Farewells on center stage as season ends

Farewells on center stage as season ends

LONDON - Agence France-Presse
Farewells on center stage as season ends

Sir Alex Ferguson waves a flag onboard the champions’ bus in Manchester. AFP photo

With Champions League qualification the only issue still to be decided, focus on the final day of the Premier League season on May 19 will fall on the characters bidding goodbye to English football.

It is certain to be a momentous day at The Hawthorns, where Alex Ferguson will bow out after a record-breaking 26-year spell as Manchester United manager, while veteran midfielder Paul Scholes is also expected to play his final game for the club.

Ferguson heralded the end of an era when he announced his retirement last week and was given a rapturous send-off at Old Trafford last week when United beat Swansea City 2-1 in his final home game.

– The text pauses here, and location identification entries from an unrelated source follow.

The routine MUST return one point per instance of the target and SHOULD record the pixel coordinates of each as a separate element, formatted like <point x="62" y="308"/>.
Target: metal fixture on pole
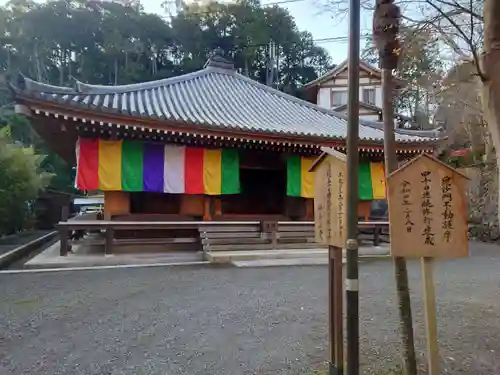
<point x="386" y="19"/>
<point x="352" y="281"/>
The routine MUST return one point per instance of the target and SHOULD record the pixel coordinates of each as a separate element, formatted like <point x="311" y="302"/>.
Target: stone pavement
<point x="50" y="258"/>
<point x="94" y="257"/>
<point x="229" y="321"/>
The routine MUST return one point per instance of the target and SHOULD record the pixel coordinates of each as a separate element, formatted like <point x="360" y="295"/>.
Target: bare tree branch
<point x="468" y="40"/>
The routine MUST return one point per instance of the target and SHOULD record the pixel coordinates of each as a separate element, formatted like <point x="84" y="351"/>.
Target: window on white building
<point x="369" y="96"/>
<point x="339" y="98"/>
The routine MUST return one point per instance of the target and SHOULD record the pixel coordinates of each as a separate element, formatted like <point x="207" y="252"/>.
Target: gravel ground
<point x="9" y="243"/>
<point x="204" y="321"/>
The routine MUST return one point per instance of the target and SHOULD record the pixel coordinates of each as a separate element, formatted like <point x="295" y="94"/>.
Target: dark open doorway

May 19 trip to West Bromwich Albion will be Ferguson’s 1,500th match as United manager, but the 71-year-old Scot has warned his players not to be distracted by the emotion of the occasion.

Speaking at the club’s end-of-season awards party, he said: “We need to win the game on May 19. We won the last home game and I don’t want to lose my last game, that’s for sure.”

Ferguson’s successor-in-waiting, David Moyes, will also end his 11-year association with Everton at Chelsea.
Moyes said farewell to Goodison Park after last weekend’s 2-0 defeat of West Ham United and he has thanked the club’s fans for their reaction.

“There are very few managers who have the opportunity to be cheered off in your last game as manager,” he told students at Cambridge University during a speech earlier this week.

“I have to thank everybody at Everton and the supporters for that - it showed real class.”

Carra bids farewell

The trip to Stamford Bridge will also mark Everton captain Phil Neville’s last game for the club, while another United old boy, Michael Owen, will hope to feature in Stoke City’s game at Southampton after announcing that he, too, will retire at the end of the season.

Liverpool’s fans, meanwhile, are preparing to say goodbye to long-serving defender Jamie Carragher, who is set to make his 737th and final appearance at home to Queens Park Rangers.

“It’s made me go the other way, to be honest. It’s made me think it is the right time,” he said. “It’s nice that I’m in the side and people are saying I’m doing well and why not stay for another year? It’s better than them saying you should have gone a year ago.”